Rizzo copre il socialimperialismo e l'egemonismo cinesi
Ma Rizzo si spinge anche a coprire a sinistra il socialimperialismo cinese commentando un'altra citazione di Xi che recita: “Indipendentemente dai progressi fatti dalla Cina, non minacceremo nessuno, non cercheremo di rovesciare l’attuale sistema internazionale, o cercheremo sfere di influenza. La Cina resterà determinata come sempre a costruire un mondo di pace, contribuire alla prosperità globale e far rispettare l’ordine mondiale”.
“Io credo che vi siano forti ragioni per confidare nella sincerità di questa proposizione”, commenta Rizzo, fingendo di ignorare l'impressionante accelerazione dell'espansionismo del socialimperialismo cinese, in competizione con l'imperialismo americano per l'egemonia mondiale, sia a livello regionale nel Pacifico meridionale, sia a livello globale con la sua penetrazione economica (ma anche militare, vedi la base di Gibuti) in Africa e in America Latina. Per non parlare del gigantesco progetto della “Nuova Via della Seta” ed altri accordi economici, commerciali e finanziari, tramite i quali è sbarcato anche sul continente europeo e in Italia.
Tra l'altro con questa sua posizione Rizzo contraddice in pieno anche l'analisi dell'imperialismo cinese che compare ancora su La Riscossa del 15 aprile 2017 (“Cina e imperialismo, un’analisi storico-economica”, a firma di Lorenzo Vagni), nella quale si mette in rilievo che oggi la Cina soddisfa tutte le condizioni poste da Lenin per definire quando un paese capitalista raggiunge lo stadio dell'imperialismo. Tanto che dopo una disamina storico-politica della restaurazione capitalistica in Cina si arriva a questa significativa affermazione: “È dunque evidente come in Cina il ritorno al capitalismo sia pressoché completo, tutt’al più in una sua variante statalista, ma bisogna prendere in considerazione alcuni dati economici per convincersi del fatto che il paese sia ormai giunto anche alla fase imperialista”.
 

Le due facce dell'imbroglione revisionista
Quindi, cos'è cambiato da allora perché il giudizio di Rizzo sulla Cina sia completamente capovolto? In realtà non è da ora che egli ha compiuto una tale virata di bordo. Già nel settembre del 2019, per esempio, aveva rilasciato un'intervista alla stampa cinese “Sulla Via della Seta e le relazioni italo-cinesi” in cui aveva accreditato la Cina socialimperialista come un autentico paese socialista, sia pure con l'esistenza di alcune “contraddizioni”, ed esaltato come “pacifico” il suo espansionismo economico. Evidentemente con ciò egli mira a conquistare il riconoscimento come interlocutore privilegiato in Italia da parte della cricca revisionista di Xi. La quale a sua volta ha tutto l'interesse ad avere un agente al suo servizio come lui, che curi la sua immagine e i suoi interessi commerciali e politici in Italia. Non a caso la sua recensione, compresa la sua foto con in mano il libro di Xi e sullo sfondo una sua foto con Fidel Castro e un ritratto di Lenin, è stata pubblicata con risalto su due importanti riviste governative cinesi.

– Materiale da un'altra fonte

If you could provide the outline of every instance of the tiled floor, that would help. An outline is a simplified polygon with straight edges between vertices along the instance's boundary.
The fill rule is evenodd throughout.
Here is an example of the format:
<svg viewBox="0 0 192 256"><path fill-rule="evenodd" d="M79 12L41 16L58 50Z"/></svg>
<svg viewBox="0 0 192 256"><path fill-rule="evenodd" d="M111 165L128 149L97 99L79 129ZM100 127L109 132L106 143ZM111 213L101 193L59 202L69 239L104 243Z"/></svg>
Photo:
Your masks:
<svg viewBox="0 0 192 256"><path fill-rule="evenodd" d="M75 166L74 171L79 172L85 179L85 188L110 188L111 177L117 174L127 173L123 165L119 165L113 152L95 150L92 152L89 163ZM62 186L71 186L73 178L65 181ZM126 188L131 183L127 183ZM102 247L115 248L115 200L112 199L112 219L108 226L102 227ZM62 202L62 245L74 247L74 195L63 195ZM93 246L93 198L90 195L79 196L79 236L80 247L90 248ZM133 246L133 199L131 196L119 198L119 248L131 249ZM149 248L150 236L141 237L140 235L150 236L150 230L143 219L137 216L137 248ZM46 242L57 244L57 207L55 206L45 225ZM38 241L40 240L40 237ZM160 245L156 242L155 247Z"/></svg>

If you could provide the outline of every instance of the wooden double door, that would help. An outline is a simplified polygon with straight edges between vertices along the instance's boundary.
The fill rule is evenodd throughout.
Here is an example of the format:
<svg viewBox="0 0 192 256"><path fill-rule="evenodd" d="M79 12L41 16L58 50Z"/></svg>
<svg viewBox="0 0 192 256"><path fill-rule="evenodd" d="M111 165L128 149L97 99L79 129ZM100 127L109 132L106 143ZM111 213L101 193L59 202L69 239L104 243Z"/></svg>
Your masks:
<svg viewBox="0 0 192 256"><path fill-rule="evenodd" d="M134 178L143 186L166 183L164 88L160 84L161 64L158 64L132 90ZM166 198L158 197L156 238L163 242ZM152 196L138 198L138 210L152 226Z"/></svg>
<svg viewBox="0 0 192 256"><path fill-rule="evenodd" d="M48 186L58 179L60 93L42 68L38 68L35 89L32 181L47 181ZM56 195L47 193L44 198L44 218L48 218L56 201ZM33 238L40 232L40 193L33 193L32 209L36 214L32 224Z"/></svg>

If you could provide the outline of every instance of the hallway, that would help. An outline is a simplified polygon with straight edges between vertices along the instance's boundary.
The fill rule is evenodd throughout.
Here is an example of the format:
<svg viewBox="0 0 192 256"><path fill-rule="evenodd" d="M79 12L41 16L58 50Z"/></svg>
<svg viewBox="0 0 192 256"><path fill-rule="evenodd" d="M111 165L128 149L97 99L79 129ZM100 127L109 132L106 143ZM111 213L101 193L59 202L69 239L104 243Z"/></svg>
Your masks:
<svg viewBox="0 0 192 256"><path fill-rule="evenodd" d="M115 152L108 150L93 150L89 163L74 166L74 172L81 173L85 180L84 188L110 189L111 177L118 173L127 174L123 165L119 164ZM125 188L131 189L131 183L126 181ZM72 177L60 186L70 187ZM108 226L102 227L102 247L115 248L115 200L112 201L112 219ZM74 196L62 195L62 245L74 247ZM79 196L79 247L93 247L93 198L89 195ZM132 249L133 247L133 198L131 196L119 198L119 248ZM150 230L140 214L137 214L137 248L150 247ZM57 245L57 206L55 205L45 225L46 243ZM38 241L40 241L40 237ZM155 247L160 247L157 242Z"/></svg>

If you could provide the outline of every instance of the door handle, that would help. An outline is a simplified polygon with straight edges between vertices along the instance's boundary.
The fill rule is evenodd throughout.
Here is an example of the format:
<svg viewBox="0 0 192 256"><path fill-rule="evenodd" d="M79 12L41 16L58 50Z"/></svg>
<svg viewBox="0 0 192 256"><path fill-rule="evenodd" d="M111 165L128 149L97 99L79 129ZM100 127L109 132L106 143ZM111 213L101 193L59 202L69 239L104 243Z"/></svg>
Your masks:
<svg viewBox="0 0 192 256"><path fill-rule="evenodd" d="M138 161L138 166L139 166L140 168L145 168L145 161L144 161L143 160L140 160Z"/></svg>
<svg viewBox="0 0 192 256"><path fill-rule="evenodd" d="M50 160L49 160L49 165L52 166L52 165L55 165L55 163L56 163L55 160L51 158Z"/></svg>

Come tutti gli imbroglioni Rizzo recita due parti in commedia: quella del falso marxista-leninista, che recita di fronte alla sua base e nei consessi internazionali, dove non può negare che la Cina del nuovo imperatore Xi sia un paese capitalista e imperialista, e quella che recita con i suoi padroni revisionisti cinesi, dei quali fa pubblica quanto sfacciata esaltazione e porta avanti gli interessi in Italia.
Lo stesso atteggiamento che questo doppiogiochista tiene con la stampa borghese e le televisioni da cui è spesso invitato, e in certi casi è ospite fisso periodico, come nel TG4 della sera, che offrono una tribuna al suo innocuo e rassicurante comunismo da salotto, e che lui usa per presentarsi come l'unico “vero comunista” rimasto sulla piazza. Mentre non a caso, al PMLI e agli autentici marxisti-leninisti, viene negato sistematicamente ogni accesso ai media borghesi.